On being a theological mutt...
...and liking it.
I recently decided to move my library back home. It’s the fourth time I’ve moved my ever-growing, ever-evolving library, and the older I get the less enjoyable I find the experience.
The books in a pastor’s (and presumably a scholar’s) library provides something akin to a geological profile. Each intellectual era has its representatives. In my library, the oldest geological layer is the C.S. Lewis layer. Above that is the Wayne Grudem, John Piper, Michael Horton layer. Then Martin Luther. Then the first layer of Karl Barth. Then there’s the biblical scholarship layer, the Eugene Peterson and Henri Nouwen layer, the first Pentecostal scholarship layer, the existentialist layer, the dispensational layer (appearing oddly late compared to other pastors’ theo-geological profiles), and so on. Barth provides one or two more layers, as do other topics and authors. There are one-off books and authors spread throughout, and some of the layers intertwine. Though arranged alphabetically and by topic on my shelves, to me the geological layers are obvious. There’s a history here. The books I have sold or given away are as present, in my mind, as the books that remain. My shelves represent the history of my mind, soul, and ministry.
When I began this substack a month or so ago, I was giving-in to the notion of needing to legitimize one’s theological or ecclesiastical tradition. In our age of uncertainty and constant change, many Christians are looking to the older traditions for stability and guidance. This means evangelicals becoming Roman Catholic and Eastern Orthodox. It means nondenominational Christians becoming Anglican, Lutheran, or even Reformed (though this last move was trendier a decade or two ago than it is now). Within this context, I wanted to demonstrate the historical legitimacy of the Pentecostal tradition, and of Baptistic or “Finished Work” Pentecostalism in particular (the stream of which the Assemblies of God USA is the flagship denomination, historically speaking). But by the grace of God, the erroneous nature of this enterprise became obvious to me rather quickly.

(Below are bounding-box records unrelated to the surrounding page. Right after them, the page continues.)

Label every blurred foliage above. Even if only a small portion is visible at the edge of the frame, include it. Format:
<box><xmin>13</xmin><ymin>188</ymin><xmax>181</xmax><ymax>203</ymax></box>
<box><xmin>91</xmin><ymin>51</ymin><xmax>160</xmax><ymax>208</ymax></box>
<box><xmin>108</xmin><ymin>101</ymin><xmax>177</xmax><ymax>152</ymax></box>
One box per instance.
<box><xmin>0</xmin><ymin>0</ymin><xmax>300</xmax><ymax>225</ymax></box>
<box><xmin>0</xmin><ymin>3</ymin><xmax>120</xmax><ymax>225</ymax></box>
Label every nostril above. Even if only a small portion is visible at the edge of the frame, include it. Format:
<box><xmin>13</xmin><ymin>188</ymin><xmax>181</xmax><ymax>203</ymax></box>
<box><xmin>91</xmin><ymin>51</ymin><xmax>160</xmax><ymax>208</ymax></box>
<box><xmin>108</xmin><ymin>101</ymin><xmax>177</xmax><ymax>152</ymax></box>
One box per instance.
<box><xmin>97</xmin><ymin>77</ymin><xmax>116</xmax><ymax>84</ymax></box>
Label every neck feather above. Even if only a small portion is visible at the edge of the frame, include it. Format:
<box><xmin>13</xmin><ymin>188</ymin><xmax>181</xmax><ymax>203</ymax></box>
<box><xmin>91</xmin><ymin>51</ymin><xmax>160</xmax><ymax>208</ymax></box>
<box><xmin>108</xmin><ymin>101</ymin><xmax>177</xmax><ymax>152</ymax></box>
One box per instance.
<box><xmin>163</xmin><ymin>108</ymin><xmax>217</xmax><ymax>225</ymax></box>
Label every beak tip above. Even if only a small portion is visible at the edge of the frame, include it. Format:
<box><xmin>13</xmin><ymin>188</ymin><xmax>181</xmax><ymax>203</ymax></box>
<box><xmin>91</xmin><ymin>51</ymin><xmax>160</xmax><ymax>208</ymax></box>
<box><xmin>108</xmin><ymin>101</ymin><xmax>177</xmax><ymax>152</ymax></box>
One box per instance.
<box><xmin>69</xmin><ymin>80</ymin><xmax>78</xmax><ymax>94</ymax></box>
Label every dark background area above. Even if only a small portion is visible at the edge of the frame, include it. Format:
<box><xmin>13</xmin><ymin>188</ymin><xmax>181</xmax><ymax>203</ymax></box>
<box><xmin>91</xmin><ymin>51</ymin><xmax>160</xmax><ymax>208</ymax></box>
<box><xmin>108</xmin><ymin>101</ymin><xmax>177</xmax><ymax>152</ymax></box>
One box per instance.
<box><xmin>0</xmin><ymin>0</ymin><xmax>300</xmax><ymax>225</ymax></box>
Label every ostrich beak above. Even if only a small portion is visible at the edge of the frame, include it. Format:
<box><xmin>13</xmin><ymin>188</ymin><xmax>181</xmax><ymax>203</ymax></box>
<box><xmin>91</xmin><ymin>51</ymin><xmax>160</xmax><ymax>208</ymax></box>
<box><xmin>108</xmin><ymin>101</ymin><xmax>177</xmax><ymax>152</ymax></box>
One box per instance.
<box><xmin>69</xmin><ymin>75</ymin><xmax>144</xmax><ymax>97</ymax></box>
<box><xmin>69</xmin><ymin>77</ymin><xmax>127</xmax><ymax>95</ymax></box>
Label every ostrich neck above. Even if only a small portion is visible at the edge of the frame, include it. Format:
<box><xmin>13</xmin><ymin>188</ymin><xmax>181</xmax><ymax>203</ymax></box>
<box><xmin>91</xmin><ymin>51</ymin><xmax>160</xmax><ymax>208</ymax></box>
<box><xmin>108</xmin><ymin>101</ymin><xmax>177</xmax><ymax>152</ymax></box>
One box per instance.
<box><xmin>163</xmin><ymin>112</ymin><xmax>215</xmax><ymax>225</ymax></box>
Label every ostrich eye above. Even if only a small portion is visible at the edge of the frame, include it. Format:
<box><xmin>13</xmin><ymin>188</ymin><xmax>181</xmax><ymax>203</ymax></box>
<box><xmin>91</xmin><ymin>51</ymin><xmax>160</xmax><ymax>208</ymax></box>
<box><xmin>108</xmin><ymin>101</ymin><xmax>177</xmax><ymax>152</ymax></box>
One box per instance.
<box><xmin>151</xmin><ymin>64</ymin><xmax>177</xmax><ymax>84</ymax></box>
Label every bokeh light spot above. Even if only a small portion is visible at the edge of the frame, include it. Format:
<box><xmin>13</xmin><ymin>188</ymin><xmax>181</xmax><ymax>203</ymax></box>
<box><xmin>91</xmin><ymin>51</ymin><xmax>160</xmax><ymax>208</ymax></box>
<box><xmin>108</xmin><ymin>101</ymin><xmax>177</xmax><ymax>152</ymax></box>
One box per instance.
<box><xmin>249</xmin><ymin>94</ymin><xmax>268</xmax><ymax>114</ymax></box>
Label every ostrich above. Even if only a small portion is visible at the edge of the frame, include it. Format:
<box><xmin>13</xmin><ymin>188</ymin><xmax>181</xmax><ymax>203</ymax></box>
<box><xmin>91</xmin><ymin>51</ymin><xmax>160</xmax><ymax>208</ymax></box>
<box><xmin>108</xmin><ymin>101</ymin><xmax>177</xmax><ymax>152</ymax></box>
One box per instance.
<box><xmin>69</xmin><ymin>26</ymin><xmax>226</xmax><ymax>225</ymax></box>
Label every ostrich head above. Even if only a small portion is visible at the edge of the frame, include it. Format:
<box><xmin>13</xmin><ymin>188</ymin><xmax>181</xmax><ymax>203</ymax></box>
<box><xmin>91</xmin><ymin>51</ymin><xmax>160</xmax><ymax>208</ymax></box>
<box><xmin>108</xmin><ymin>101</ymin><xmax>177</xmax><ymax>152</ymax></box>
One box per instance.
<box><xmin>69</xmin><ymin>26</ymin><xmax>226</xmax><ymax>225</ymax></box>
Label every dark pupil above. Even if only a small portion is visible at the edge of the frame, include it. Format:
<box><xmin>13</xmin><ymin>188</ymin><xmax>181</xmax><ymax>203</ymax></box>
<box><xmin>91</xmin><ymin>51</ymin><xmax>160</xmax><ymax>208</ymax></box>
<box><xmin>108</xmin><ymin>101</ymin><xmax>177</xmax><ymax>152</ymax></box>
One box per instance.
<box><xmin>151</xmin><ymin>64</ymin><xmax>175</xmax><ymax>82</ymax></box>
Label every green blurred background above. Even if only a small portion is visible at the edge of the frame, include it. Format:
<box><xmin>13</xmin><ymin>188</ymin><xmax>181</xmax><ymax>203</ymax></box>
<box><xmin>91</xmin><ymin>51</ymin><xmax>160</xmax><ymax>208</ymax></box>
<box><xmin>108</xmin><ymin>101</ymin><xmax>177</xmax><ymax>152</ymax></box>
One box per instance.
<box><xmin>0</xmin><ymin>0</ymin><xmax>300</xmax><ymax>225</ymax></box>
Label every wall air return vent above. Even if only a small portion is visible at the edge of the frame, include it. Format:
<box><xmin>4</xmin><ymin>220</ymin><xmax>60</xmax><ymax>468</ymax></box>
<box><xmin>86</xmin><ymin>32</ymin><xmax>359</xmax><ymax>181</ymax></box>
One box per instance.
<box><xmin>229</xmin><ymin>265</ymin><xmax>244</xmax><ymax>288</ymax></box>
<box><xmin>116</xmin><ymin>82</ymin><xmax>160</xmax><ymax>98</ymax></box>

The deeper one delves into the various and sundry Christian traditions, the more one sees how the continuity and univocality many desire today is largely a myth. The church fathers are not nearly so in lockstep as many Catholic and Orthodox apologists (or paleo-orthodox scholars like Thomas Oden) would lead one to believe. Medieval Christianity is all over the place. Official Roman Catholic doctrine in many ways post-dates the Protestant Reformation. The ecclesiastical vision of Eastern Orthodoxy has more to do with the Byzantine Empire than the apostles. The differences among the first generation of Reformers can essentially be summed up with the question, “How much of Roman Catholic Christianity do we need to change? Some, a little, most, or all?” And I could go on…
Jesus tells his disciples, “Blessed are you who are poor” (Luke 6:20) and in Matthew’s version, “Blessed are the poor in spirit” (Matthew 5:3). Whatever else one wants to make of these words, clearly it includes the idea that God’s sympathies are toward the have-nots. Evangelicalism has found its cultural comeuppance because it believed for so long that it had. How often did we boast against the “dead religion” of these other traditions? How often did we say that we had the Bible and they did not? “If you were blind, you would not be guilty of sin; but now that you claim you can see, your guilt remains” (John 9:41). But the irony is that, in this cultural moment, the ancient and venerable traditions to which people are turning are doing the same thing we evangelicals did. They are patting their chests and saying, “Yes, we have the truth.” A generation or two will be glad they’ve found a home. But judgment begins at the household of God…
As I look around at the books on my shelves and see what a mutt I really am (spiritually, theologically, ecclesiastically, etc.), the more I realize that my only justification can be Jesus himself. My church is not legitimate, but we are legitimate in him. My theology is ever-changing, but its constant and joyful bedrock is him. As Karl Barth once wrote, to be Protestant is to be suspended midair—nothing holding us up from beneath, and nothing suspending us by a string from above. We hang in midair, held up by nothing but the gospel itself.
The glory of being Protestant is that we are poor. The glory of being Pentecostal is that we are poor. The glory of being Christian is that we are poor.
“Blessed are you who are poor…”


Because the spirit speaks in many languages, any true Pentecostal cannot but to be a mutt, to use your term. Welcome to the fullness of the spirit!
Since I don’t have a church or higher ed job position (I work in IT to pay the bills), my theological library has always been at home. I had to move it once when we changed houses, and it was half the size it is now, and that was enough.